Native apps currently include:

- `timme.apps.train_cls` / `timme-train-cls`: classification, distillation, DDP, AMP, EMA, mixup/cutmix, update-step scheduling.
- `timme.apps.eval_cls` / `timme-eval-cls`: classifier validation.
- `timme.apps.train_ssl` / `timme-train-ssl`: encoder-native NEPA and LeJEPA training.
- `timme.apps.eval_knn` / `timme-eval-knn`: encoder-native k-NN representation eval.
- `timme.apps.sweep` / `timme-sweep`: lightweight config sweep runner.

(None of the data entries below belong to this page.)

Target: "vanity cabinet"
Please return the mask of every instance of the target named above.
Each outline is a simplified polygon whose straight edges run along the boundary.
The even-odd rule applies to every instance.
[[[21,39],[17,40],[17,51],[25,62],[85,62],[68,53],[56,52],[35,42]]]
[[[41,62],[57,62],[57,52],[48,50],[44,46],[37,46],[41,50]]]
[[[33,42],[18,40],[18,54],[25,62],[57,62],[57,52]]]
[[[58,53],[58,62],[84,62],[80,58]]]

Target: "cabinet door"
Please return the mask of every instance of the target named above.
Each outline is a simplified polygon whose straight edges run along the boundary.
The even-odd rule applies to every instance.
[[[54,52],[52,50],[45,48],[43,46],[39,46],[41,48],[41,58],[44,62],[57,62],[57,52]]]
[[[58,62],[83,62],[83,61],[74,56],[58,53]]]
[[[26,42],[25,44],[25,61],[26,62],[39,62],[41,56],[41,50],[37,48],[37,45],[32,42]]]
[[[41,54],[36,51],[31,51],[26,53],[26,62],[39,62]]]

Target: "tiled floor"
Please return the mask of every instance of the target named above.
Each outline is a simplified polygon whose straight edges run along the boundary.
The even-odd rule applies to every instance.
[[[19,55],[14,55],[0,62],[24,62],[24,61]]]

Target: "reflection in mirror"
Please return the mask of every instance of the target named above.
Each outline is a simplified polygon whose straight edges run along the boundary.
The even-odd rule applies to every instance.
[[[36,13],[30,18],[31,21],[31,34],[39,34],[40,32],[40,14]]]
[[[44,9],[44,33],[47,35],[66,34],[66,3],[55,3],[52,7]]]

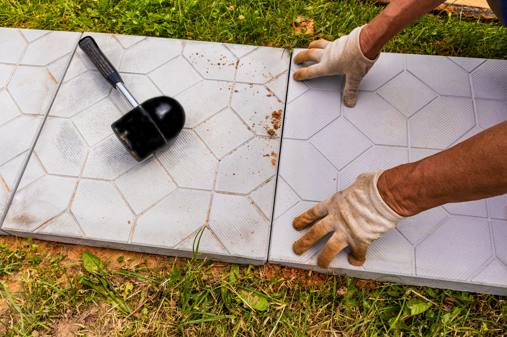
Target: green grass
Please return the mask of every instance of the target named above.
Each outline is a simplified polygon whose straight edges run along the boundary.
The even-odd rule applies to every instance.
[[[319,34],[333,40],[348,33],[383,8],[353,1],[0,0],[0,26],[306,48]],[[313,19],[320,33],[295,34],[299,16]],[[425,15],[384,51],[504,59],[506,42],[499,23]]]
[[[3,240],[2,336],[507,335],[500,296]]]

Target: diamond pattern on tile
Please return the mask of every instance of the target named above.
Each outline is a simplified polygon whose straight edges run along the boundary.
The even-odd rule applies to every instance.
[[[472,281],[507,285],[507,269],[501,263],[494,260],[474,277]]]
[[[137,162],[118,139],[111,135],[90,149],[82,176],[112,180]]]
[[[410,242],[400,232],[391,229],[370,245],[363,267],[369,270],[412,274],[413,255]]]
[[[42,119],[20,116],[0,127],[0,144],[9,144],[0,151],[0,165],[29,149]]]
[[[372,145],[364,135],[342,118],[324,128],[310,142],[338,170]]]
[[[274,78],[288,67],[289,55],[284,50],[261,47],[241,58],[238,63],[236,81],[263,84]]]
[[[46,175],[16,193],[2,228],[34,230],[67,208],[76,181]]]
[[[377,92],[407,117],[437,96],[431,88],[409,72],[401,74]]]
[[[37,232],[73,237],[82,236],[78,224],[68,212],[51,221]]]
[[[229,109],[205,121],[195,128],[195,132],[217,158],[222,158],[253,136]]]
[[[271,220],[273,213],[273,194],[275,189],[275,179],[268,181],[260,187],[250,193],[250,198],[254,200],[266,217]]]
[[[278,140],[256,137],[233,151],[219,165],[215,190],[247,193],[272,177],[279,144]]]
[[[283,110],[283,103],[274,96],[268,96],[271,93],[262,86],[236,83],[234,89],[231,107],[248,126],[259,136],[270,136],[269,130],[273,130],[277,135],[281,130],[273,129],[272,114]]]
[[[132,243],[174,247],[206,224],[210,195],[176,190],[139,217]]]
[[[28,43],[51,31],[51,30],[43,30],[42,29],[25,29],[23,28],[19,29],[19,30],[24,36],[26,40],[28,41]]]
[[[476,97],[507,99],[507,61],[487,60],[471,76]]]
[[[246,45],[233,45],[232,44],[224,44],[224,45],[238,58],[244,56],[257,48],[257,46],[247,46]]]
[[[120,43],[123,46],[123,48],[126,49],[139,41],[146,38],[146,36],[138,36],[135,35],[122,35],[121,34],[115,34],[115,37],[120,41]]]
[[[491,257],[488,223],[451,218],[415,249],[418,275],[466,280]]]
[[[37,115],[47,111],[56,89],[47,70],[32,67],[18,67],[7,86],[22,112]]]
[[[68,119],[48,119],[35,151],[50,174],[77,177],[88,148]]]
[[[456,57],[448,56],[451,61],[457,63],[468,72],[470,72],[479,65],[484,62],[484,59],[475,59],[473,57]]]
[[[368,73],[361,81],[359,90],[373,91],[403,71],[403,54],[381,53]]]
[[[367,150],[341,172],[339,190],[350,186],[356,177],[364,172],[376,172],[408,162],[406,148],[374,146]]]
[[[477,121],[486,130],[498,123],[507,120],[507,102],[476,100]]]
[[[61,85],[50,116],[72,117],[107,96],[111,86],[98,71],[87,71]]]
[[[202,81],[174,97],[183,106],[185,128],[193,128],[227,106],[232,85],[218,81]]]
[[[182,131],[156,155],[178,186],[211,189],[216,159],[190,130]]]
[[[154,158],[140,163],[115,180],[115,184],[136,214],[176,189],[176,186]]]
[[[377,94],[359,92],[355,107],[344,106],[343,115],[375,144],[407,145],[407,119]]]
[[[196,236],[197,236],[197,238]],[[195,241],[194,241],[194,240]],[[207,252],[218,252],[221,254],[227,254],[227,251],[222,246],[222,245],[216,240],[216,238],[213,236],[209,229],[206,227],[204,231],[201,232],[200,230],[189,237],[187,240],[178,246],[178,249],[182,249],[189,251],[195,251],[197,248],[197,243],[199,242],[199,254],[203,254],[203,256],[201,256],[201,259],[205,256]]]
[[[445,149],[475,124],[472,100],[441,97],[410,123],[411,146]]]
[[[476,200],[465,202],[454,202],[444,205],[444,208],[451,214],[467,215],[487,218],[486,199]]]
[[[300,202],[273,222],[271,242],[276,242],[276,244],[271,245],[270,247],[270,260],[276,259],[277,260],[303,263],[312,262],[312,264],[316,264],[316,258],[313,259],[312,258],[319,252],[319,249],[322,249],[328,240],[328,237],[321,239],[301,255],[297,255],[292,250],[292,245],[294,242],[311,228],[309,226],[302,230],[297,231],[293,227],[292,222],[295,218],[306,212],[314,204],[314,203]]]
[[[409,54],[406,57],[407,70],[440,95],[471,96],[468,73],[447,57]]]
[[[221,44],[188,41],[183,55],[205,78],[231,81],[234,79],[236,59]]]
[[[434,150],[433,149],[418,149],[415,147],[411,147],[409,152],[410,152],[410,162],[414,162],[420,160],[423,158],[433,155],[436,153],[438,153],[441,150]]]
[[[280,101],[285,100],[287,93],[287,74],[284,72],[266,83],[266,87],[275,95]]]
[[[231,254],[257,258],[267,255],[270,221],[246,197],[214,194],[208,224]]]
[[[396,228],[414,244],[447,216],[441,207],[437,207],[402,220]]]
[[[307,139],[340,116],[340,93],[310,90],[287,105],[284,137]],[[316,118],[311,111],[318,111]]]
[[[70,210],[85,235],[126,242],[135,219],[120,193],[109,182],[82,179]]]
[[[336,192],[338,174],[306,142],[286,140],[279,175],[303,200],[321,201]]]
[[[170,61],[148,76],[159,89],[167,96],[173,96],[195,85],[202,78],[183,57]]]
[[[296,72],[294,70],[291,70],[289,75],[288,89],[287,91],[287,103],[292,102],[294,99],[299,97],[302,94],[310,89],[303,81],[296,81],[293,79],[292,76],[295,72]]]
[[[111,101],[104,99],[75,115],[72,121],[91,146],[112,134],[111,124],[121,116]]]
[[[5,88],[16,66],[9,64],[0,64],[0,89]]]
[[[125,52],[120,71],[146,74],[181,52],[179,40],[148,37]]]
[[[491,218],[507,220],[507,194],[489,198],[488,201]]]
[[[492,221],[493,236],[494,238],[495,252],[503,263],[507,264],[507,223]]]
[[[2,107],[0,125],[20,115],[19,109],[7,90],[0,90],[0,106]]]
[[[0,27],[0,62],[16,64],[26,47],[19,30]]]
[[[291,187],[283,179],[279,178],[276,186],[276,202],[275,204],[274,219],[278,218],[299,201],[297,194],[293,192]]]
[[[74,50],[80,33],[52,31],[28,45],[20,64],[45,66]]]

## What's not implemented yet

- The remaining ~80 timm families. Each one needs the same wiring: encoder class + `WeightLayout` + builder + `register_family(...)`.
- Many advanced application scripts from timm/OpenCLIP are not ported yet. Classification and SSL task apps are the active native paths.
- Standalone hub story. timme reuses `timm.models._registry` for pretrained_cfg metadata and `timm.models._builder.load_pretrained` for downloads, so it depends on timm's hub integration today.
- Standalone layer primitives. `timme.layers` is a placeholder; blocks/norms/activations/attention pools are imported from `timm.layers`.

## Roadmap

The plan is for timme to grow into a fully standalone replacement for timm. Near-term priorities:

1. **More families** — work through the rest of timm's model zoo, prioritizing actively-developed ones.
2. **Vendor / fork shared layers** as needed — the runtime dep on timm is fine for v0 but limits independent evolution.
3. **More native apps** — extend the task app base toward additional workflows.
4. **Hub integration** — read pretrained metadata from timme's own registry instead of borrowing timm's.

## License

Apache-2.0. Built on timm (also Apache-2.0). See `LICENSE`.